= Jesús Manuel Sánchez Cabrera =

Spanish politician

Jesús Manuel Sánchez Cabrera (born 1 August 1982) is a Spanish politician of the For Ávila (XAV) party. He was elected mayor of Ávila in 2019, having been the President of the Provincial Deputation of Ávila from 2015 to 2019, as a member of the People's Party (PP).

==Biography==
Born in Ávila, Castile and León, Sánchez Cabrera studied Political and Administrative Sciences at the Complutense University of Madrid and worked in a bank from 2007 to 2015. In 2011, he was elected to the town council in Padiernos in the Province of Ávila, and into the Provincial Deputation. Four years later, he was installed as president of the deputation in a surprise move, as the designated candidate of the People's Party (PP) was Pablo Luis Gómez, a councillor in the provincial capital.

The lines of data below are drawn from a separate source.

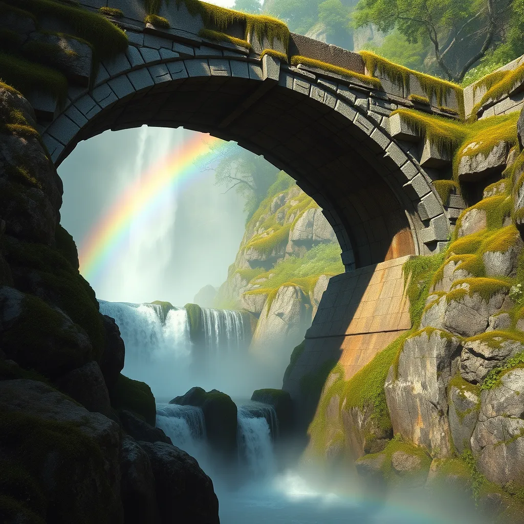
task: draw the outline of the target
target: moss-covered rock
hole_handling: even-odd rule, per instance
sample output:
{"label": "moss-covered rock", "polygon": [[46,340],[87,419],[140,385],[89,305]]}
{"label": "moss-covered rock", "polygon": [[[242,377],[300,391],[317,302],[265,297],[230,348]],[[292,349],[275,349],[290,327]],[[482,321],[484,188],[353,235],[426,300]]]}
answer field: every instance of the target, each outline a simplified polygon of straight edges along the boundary
{"label": "moss-covered rock", "polygon": [[111,405],[116,409],[127,409],[154,426],[157,408],[151,388],[144,382],[134,380],[121,374],[110,392]]}
{"label": "moss-covered rock", "polygon": [[194,387],[169,403],[202,408],[208,442],[226,460],[236,453],[237,411],[228,395],[216,389],[206,392]]}
{"label": "moss-covered rock", "polygon": [[60,310],[5,286],[0,304],[2,349],[21,367],[54,378],[91,359],[85,332]]}

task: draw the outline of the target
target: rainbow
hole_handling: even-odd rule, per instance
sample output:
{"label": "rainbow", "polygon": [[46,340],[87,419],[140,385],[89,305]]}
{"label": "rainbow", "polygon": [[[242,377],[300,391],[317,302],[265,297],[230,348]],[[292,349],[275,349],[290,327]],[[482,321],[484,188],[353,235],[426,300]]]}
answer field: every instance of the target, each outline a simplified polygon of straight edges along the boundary
{"label": "rainbow", "polygon": [[132,221],[143,222],[169,202],[170,189],[194,174],[194,160],[221,141],[200,134],[150,167],[120,196],[88,234],[79,251],[80,271],[88,281],[96,280],[111,263],[127,237]]}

In December 2018, Sánchez Cabrera announced that he would not be the PP candidate for mayor of Ávila in the coming elections. The following March, two months before the vote, he was announced as the candidate for For Ávila (XAV), a local split from the PP. A motion of no confidence was then passed successfully against him in the provincial deputation, and he was succeeded by his former ally Carlos García González. In June, he was invested as mayor as his party took 11 out of 25 seats and the PP took 6; he ended 28 years of PP control in the city. He retained the exact amount of seats in 2023, choosing to preside over a minority government in dialogue with all opposition parties.